Mitzva: A Powerful Tool

Rabbi Israel Chait

There are several types of tzedaka in this week’s parsha Ki Tetzei:

When you reap the harvest in your field and forget a sheaf in the field, do not turn back to get it; it shall go to the stranger, the orphan and the widow—in order that the Lord your God may bless you in all your undertakings (Devarim 24:19).

Rashi explains that even though the sheaves came into the hands of the poor without the owners’ intent, the owner still receives God’s blessing. The mitzva of shikcha (sheaves overlooked in the field) came to the poor accidentally because the owner forgot them.
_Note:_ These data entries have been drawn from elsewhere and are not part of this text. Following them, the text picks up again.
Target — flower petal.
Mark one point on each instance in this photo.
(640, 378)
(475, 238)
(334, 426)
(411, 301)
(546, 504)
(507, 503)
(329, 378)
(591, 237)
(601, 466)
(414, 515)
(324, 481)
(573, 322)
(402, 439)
The owner did not intend to give the stalks to the poor; he left them behind accidentally and the poor came in and took them.

Rashi gives a kal v’chomer: 

If you didn’t intend to give the wheat and you fulfill a mitzva, one who gives intentionally will surely be rewarded.
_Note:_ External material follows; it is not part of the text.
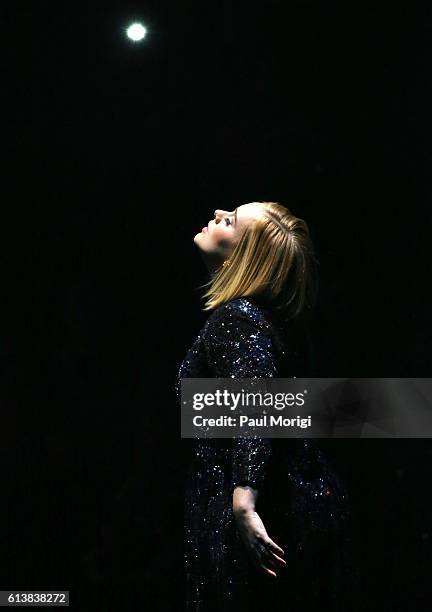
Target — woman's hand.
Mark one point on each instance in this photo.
(263, 552)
Rashi adds another case of a man who accidentally drops money from his pocket. He is unaware that it dropped, and a poor man finds it and uses it. The owner of the money is credited with a mitzva, even though it wasn’t his intention to give the money. It was an accident.
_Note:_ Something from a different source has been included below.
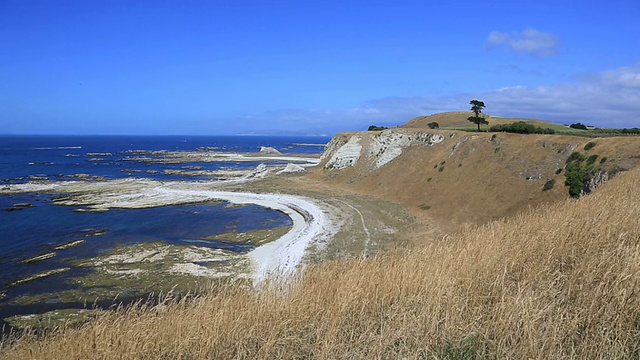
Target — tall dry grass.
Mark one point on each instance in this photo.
(553, 283)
In both cases—the forgotten sheaves and the lost money—for a careless act, we are credited for the mitzva of tzedaka. If we fulfill a mitzva for an unintentional act, a person may not be aware of all the mitzvot he has performed because many were accidental and without intent.

This is a novel idea in the performance of mitzvot, where we are usually concerned with all the details of the performance. The Torah teaches us that we benefit from these mitzvot, even if they weren’t performed perfectly or without full intent.

There is a very good reason for this: mitzva is such a powerful tool in perfecting a person, that even if it wasn’t done 100 percent properly, we still gain from it.